The Incredible Story of Vulcanized Rubber

Today we remember Charles Goodyear, an American self-taught chemist who transformed the rubber industry.

In the 19th century, the lucrative rubber trade was carefully controlled by South America, where natural rubber trees grew.  After Britain smuggled seeds to its colonies, rubber became a major crop in India and Malaysia.

The rubber industry took off because the substance was waterproof.  But consumers soon learned the limitations of natural rubber.  In the cold winter, it froze bone-hard.  In the hot summer, it melted into glue.  Factories went bankrupt and investors lost millions.

Enter Charles Goodyear, who was fascinated by rubber’s elasticity.  “There is probably no other inert substance which so excites the mind,” he said.  While serving time in debtor’s prison, he spent hours playing with a lump of raw rubber.

In 1839, Goodyear committed one of “history’s most celebrated accidents.”  While showing off a mixture of rubber and sulfur in a general store, Goodyear unwittingly dropped his concoction on a hot stove.  Instead of melting, the rubber became like leather.  Goodyear had accidentally invented vulcanized rubber.

On June 15, 1844, the self-taught chemist obtained a U.S. patent for his invention.
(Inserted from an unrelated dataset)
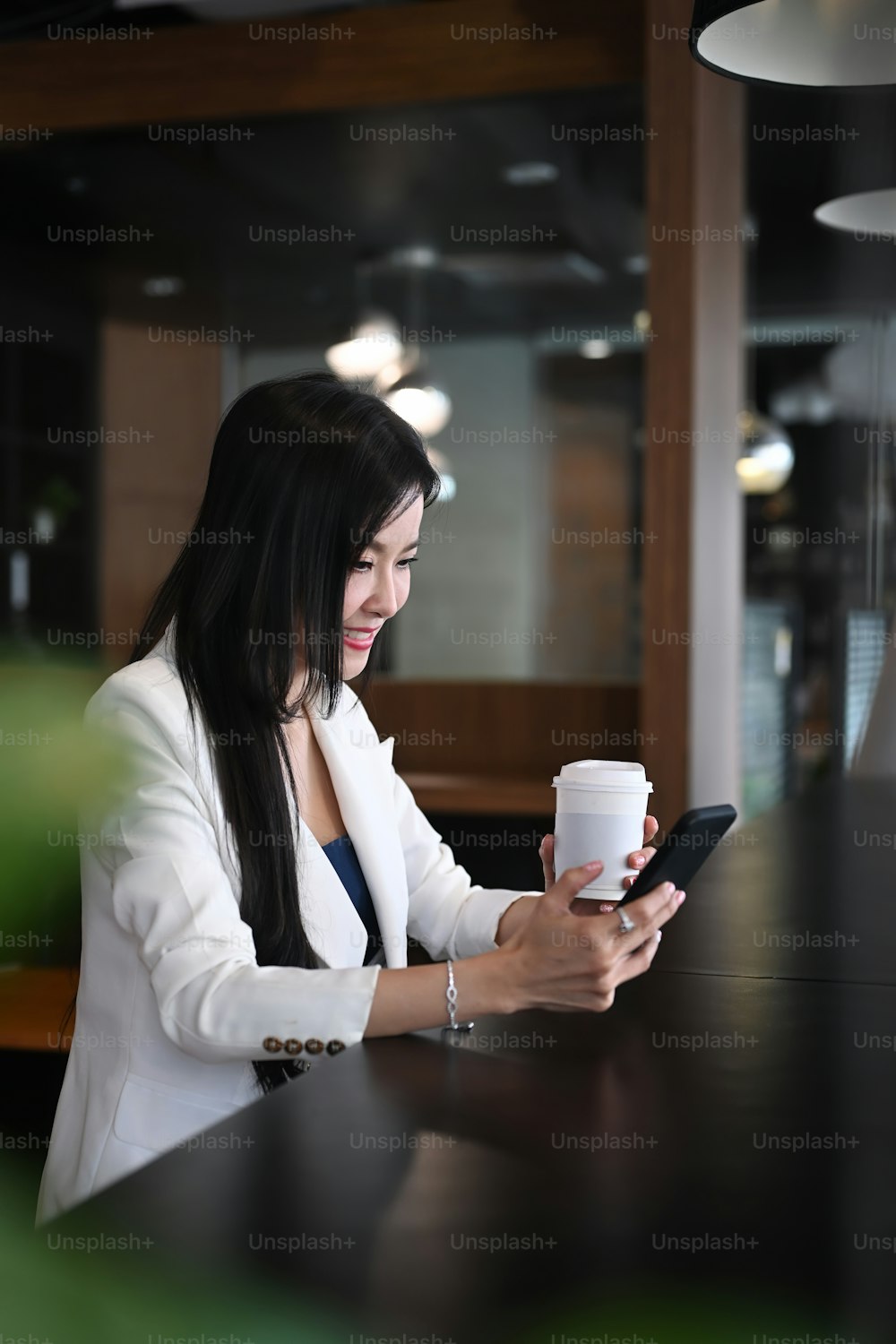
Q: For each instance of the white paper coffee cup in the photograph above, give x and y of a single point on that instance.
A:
(600, 812)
But Goodyear continued to operate on the edge of poverty, making ridiculously bad business deals.  He let go of his manufacturing interests, which would have made him millions.  He sent a sample to a British rubber company, who reverse-engineered the vulcanization process and beat Goodyear to an English patent.  Goodyear ended up fighting more than 30 patent infringement cases over his lifetime.

When he died in 1860, Goodyear was $200,000 in debt.  He never saw his invention skyrocket with the rise of the automobile industry.  In fact, he was never associated with the company that now bears his name – Goodyear Tire & Rubber Co., the world’s largest rubber business.

Today, a huge problem with vulcanized rubber is its impact on the environment, due to the limited ability to recycle or dispose of it.  Many discarded products are simply burned or buried.

Researchers in China looked for ways to overcome the non-reversible, permanent chemical structures caused by vulcanization.  They found that CuCL2 (copper chloride) can serve as a catalyst to rearrange the inherent sulfur crosslinked networks in vulcanized rubber.

They hope their work “will provide the basis for extending the service life and developing new recycling techniques of vulcanized rubber, which is produced, used and scrapped in large quantities every day.”

The researchers used an Agilent high-performance HPLC with a UV detector to monitor their chemical processes.